Il y a un troisième aspect de l’œuvre d’Euripide qu’il ne faut pas négliger, c’est son sens exceptionnel de la dramaturgie, sa très grande intelligence critique. Il est doté d’un sens proprement grec des proportions et de l’harmonie, auquel tout le récit est subordonné, et l’enchaînement des épisodes s’opère toujours chez lui de façon très satisfaisante, très divertissante, logique et instructive. Il s’agit là d’un instinct d’artiste auquel rien ne peut suppléer, et qu’il est difficile d’expliquer à ceux qui en sont totalement dépourvus. Ce n’est pas pour rien que Racine a puisé chez lui tant de sujets pour ses pièces, et Richard Wagner, qui ne l’aimait guère, le lisait néanmoins régulièrement et reconnaissait son influence à travers les siècles (« Nous revenons encore dans la conversation sur l’influence nuisible qu’Euripide a eue sur la poésie moderne, jusque sur Goethe et Schiller », Journal de Cosima Wagner, 2 avril 1874).
La contrepartie de cet agencement rigoureux de la pièce, et du style dialectique qui lui est propre, c’est une certaine raideur de son théâtre. Il est moins spontané qu’Homère, moins lyrique, moins sauvage qu’Eschyle, moins naturel que Sophocle. Chez lui le poète se double toujours d’un critique et d’un intellectuel, d’où l’effet un peu étrange produit par certaines ratiocinations aux moments les plus pathétiques. Son goût de la symétrie, très socratique, casse complètement l’identification naïve aux personnages lors des joutes rhétoriques auxquelles ils se livrent souvent. Il gagne à être lu, plus peut-être qu’à être joué, ce qui peut expliquer la fortune posthume de son théâtre. Mais c’est dans tous les cas un artiste absolument exceptionnel, composite, contradictoire, brillant, à la fois ambivalent et parfaitement maître de son art ; l’un des plus grands assurément qui aient animé la scène dramatique au cours des siècles.

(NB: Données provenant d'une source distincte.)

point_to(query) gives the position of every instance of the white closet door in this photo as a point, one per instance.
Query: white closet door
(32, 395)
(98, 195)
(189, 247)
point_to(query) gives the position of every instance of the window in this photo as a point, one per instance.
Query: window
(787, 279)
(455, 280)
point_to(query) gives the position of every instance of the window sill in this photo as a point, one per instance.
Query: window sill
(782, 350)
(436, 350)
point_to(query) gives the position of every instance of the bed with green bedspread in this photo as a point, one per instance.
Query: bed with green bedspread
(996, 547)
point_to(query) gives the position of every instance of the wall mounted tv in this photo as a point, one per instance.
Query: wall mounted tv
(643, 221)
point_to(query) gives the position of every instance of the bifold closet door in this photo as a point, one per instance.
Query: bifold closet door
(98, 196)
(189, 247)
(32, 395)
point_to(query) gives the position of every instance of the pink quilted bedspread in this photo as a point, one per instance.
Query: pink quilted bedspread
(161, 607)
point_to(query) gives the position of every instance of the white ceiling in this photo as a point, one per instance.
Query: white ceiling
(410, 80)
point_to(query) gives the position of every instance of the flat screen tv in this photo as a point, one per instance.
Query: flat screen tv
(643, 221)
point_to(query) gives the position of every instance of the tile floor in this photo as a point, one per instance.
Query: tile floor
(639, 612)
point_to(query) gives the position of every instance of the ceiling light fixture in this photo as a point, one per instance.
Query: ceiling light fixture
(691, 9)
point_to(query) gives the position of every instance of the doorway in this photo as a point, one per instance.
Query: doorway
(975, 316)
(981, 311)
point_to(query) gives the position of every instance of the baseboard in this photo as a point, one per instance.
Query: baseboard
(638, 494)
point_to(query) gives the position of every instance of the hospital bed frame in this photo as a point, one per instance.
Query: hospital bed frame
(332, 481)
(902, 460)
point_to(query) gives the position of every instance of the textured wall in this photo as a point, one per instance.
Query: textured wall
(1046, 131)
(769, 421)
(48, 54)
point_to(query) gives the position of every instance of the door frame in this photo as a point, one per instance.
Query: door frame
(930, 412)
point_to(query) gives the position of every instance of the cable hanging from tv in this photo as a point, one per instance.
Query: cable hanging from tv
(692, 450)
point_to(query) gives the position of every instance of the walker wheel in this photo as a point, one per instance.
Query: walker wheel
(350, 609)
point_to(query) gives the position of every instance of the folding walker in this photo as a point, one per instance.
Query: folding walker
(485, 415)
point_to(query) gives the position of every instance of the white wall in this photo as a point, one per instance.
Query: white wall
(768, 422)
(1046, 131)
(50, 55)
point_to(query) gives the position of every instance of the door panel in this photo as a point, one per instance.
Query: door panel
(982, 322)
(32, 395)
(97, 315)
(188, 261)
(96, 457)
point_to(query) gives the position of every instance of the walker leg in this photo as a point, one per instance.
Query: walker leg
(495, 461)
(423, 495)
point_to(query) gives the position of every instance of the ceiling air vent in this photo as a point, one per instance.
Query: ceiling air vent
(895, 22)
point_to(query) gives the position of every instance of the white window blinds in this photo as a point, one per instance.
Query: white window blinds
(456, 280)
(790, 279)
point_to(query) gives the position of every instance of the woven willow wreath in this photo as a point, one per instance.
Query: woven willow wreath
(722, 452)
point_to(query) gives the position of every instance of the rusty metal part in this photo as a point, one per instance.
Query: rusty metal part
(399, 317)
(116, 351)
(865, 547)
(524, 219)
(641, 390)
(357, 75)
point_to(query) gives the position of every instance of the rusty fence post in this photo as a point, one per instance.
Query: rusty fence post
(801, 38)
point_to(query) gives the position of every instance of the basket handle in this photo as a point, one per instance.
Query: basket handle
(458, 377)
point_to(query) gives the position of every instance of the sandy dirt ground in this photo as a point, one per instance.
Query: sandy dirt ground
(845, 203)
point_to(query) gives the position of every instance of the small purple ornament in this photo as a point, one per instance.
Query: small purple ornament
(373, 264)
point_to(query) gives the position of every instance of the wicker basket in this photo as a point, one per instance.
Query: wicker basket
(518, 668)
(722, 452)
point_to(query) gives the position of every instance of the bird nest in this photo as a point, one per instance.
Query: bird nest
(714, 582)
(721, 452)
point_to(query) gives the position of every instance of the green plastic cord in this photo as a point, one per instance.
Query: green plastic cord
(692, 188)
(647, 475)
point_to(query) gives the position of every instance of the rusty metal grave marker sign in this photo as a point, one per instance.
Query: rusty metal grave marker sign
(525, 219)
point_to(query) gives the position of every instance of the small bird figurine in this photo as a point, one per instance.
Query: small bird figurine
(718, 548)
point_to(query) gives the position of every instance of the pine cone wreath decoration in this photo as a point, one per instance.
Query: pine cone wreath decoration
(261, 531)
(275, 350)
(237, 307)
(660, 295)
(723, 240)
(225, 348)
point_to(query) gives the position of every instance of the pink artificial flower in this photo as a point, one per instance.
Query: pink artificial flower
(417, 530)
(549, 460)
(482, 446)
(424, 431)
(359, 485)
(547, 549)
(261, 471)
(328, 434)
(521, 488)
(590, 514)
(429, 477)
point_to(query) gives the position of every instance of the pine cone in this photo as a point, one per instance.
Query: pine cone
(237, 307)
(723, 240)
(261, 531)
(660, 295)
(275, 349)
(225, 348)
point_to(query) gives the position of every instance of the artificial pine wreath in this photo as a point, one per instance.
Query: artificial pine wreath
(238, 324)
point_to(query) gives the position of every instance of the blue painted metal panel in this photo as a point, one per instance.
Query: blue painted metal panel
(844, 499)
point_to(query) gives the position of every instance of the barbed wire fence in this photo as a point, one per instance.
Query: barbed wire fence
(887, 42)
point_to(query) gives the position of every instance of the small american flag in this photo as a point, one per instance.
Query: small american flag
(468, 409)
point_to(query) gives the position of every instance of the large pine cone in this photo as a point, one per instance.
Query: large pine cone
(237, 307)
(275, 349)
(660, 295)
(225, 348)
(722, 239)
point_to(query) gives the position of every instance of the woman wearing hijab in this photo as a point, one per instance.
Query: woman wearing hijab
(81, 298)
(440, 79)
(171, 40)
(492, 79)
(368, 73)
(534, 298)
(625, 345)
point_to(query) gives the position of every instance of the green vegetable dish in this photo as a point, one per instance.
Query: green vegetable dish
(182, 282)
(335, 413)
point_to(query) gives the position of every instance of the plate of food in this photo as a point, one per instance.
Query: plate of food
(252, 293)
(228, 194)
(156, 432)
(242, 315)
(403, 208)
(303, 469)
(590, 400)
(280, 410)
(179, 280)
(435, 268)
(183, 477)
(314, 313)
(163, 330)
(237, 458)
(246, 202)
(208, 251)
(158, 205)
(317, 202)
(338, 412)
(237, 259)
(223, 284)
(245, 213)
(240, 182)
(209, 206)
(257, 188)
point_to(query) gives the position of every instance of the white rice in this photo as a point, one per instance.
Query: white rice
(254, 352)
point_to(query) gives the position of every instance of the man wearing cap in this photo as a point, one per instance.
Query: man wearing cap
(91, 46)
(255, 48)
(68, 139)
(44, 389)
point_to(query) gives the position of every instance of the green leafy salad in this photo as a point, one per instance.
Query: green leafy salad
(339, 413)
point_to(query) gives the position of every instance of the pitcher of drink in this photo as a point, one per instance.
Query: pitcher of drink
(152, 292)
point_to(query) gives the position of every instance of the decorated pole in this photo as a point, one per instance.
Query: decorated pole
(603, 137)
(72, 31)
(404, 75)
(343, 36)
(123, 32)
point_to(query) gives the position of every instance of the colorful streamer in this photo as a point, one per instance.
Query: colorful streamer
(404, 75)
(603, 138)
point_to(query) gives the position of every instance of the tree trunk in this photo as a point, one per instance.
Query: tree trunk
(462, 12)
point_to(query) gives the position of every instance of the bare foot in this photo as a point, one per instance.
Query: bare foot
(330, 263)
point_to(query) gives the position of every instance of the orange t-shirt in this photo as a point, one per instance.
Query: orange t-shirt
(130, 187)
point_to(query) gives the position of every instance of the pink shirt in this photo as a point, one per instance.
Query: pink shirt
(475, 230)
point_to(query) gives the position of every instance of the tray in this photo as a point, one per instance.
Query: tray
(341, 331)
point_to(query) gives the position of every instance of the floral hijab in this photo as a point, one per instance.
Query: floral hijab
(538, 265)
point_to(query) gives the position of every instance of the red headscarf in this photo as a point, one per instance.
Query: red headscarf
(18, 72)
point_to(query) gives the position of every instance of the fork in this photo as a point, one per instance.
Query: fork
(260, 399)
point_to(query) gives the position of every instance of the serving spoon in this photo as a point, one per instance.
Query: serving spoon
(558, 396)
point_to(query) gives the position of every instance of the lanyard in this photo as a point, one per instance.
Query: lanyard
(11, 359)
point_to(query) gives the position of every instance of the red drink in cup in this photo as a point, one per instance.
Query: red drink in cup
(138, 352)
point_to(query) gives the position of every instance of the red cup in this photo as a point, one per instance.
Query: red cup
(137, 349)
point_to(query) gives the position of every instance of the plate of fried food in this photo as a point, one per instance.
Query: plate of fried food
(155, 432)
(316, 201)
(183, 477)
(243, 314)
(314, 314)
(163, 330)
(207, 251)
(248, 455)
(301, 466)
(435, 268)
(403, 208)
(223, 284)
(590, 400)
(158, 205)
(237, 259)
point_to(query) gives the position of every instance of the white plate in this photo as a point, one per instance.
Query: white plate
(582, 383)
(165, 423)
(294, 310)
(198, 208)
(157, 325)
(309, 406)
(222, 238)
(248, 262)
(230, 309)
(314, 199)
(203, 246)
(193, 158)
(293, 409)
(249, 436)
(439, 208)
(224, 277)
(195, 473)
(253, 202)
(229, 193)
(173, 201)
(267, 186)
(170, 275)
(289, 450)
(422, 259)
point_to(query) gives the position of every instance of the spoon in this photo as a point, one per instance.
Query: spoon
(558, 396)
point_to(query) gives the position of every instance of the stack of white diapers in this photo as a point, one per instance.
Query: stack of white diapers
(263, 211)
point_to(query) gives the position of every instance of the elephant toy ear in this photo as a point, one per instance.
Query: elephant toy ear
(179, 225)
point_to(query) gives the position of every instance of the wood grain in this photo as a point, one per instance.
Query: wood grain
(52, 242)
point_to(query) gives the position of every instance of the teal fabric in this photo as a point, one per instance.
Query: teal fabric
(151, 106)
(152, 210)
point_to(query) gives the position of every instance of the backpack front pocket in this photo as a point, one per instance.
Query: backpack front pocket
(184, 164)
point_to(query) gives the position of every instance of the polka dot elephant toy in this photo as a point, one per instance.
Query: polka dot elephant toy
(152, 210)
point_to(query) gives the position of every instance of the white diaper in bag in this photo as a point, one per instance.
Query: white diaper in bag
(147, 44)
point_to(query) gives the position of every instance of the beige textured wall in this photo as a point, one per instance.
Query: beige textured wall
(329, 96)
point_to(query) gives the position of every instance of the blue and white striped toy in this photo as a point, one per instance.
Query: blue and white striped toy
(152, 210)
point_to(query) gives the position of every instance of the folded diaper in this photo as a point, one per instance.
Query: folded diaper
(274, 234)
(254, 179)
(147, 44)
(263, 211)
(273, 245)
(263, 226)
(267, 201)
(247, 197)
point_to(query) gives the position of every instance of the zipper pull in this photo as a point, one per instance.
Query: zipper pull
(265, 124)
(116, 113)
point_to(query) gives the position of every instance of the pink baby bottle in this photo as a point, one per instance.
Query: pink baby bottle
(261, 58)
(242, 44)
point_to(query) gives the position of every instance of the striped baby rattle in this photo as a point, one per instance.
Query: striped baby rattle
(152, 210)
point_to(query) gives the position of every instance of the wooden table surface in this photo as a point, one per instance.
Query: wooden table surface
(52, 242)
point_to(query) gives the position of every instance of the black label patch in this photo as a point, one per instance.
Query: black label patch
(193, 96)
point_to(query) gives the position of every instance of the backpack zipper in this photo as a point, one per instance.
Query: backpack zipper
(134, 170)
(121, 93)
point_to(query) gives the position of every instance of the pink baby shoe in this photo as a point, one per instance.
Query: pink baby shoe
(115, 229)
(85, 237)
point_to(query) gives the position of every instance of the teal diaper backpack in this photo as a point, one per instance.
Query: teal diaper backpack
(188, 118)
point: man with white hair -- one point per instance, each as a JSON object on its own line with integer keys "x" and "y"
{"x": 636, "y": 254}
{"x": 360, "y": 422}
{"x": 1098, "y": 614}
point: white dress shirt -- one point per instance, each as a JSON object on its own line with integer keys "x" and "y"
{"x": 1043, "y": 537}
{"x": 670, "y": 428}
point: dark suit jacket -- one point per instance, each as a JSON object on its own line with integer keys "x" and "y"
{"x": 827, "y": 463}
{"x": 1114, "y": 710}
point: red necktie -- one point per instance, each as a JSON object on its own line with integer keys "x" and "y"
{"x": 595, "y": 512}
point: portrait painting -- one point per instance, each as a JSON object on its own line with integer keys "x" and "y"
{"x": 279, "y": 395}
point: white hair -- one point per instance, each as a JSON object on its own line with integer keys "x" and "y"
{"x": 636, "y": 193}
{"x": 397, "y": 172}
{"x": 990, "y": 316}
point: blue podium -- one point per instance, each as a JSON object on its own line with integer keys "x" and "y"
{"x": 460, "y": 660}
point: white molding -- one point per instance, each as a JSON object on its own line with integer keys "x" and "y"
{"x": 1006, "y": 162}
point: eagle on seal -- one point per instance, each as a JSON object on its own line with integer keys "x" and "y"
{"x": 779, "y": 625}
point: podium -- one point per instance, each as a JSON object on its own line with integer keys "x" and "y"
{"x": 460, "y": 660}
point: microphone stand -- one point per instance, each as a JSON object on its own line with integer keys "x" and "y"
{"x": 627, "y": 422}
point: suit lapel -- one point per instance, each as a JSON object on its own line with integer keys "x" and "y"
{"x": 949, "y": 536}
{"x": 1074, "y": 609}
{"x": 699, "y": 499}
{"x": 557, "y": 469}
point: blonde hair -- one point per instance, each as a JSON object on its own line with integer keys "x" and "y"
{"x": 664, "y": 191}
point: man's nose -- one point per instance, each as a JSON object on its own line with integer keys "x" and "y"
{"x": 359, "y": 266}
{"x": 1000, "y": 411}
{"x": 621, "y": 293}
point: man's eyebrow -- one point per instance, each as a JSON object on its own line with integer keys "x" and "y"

Brillante présentation qui met en appétit pour en lire davantage. Merci.
RépondreSupprimerAvez-vous (re)lu les pièces d'Euripide d'une traite avant l'écriture de cet article ou est-ce le fruit d'une longue digestion ?
RépondreSupprimerMerci chère Colimasson. Non, je n’ai pas relu tout Euripide pour cet article. Je l’ai découvert en 2015 et je le lis régulièrement depuis. J’ai dû le lire deux fois en intégralité, donc je le connais bien.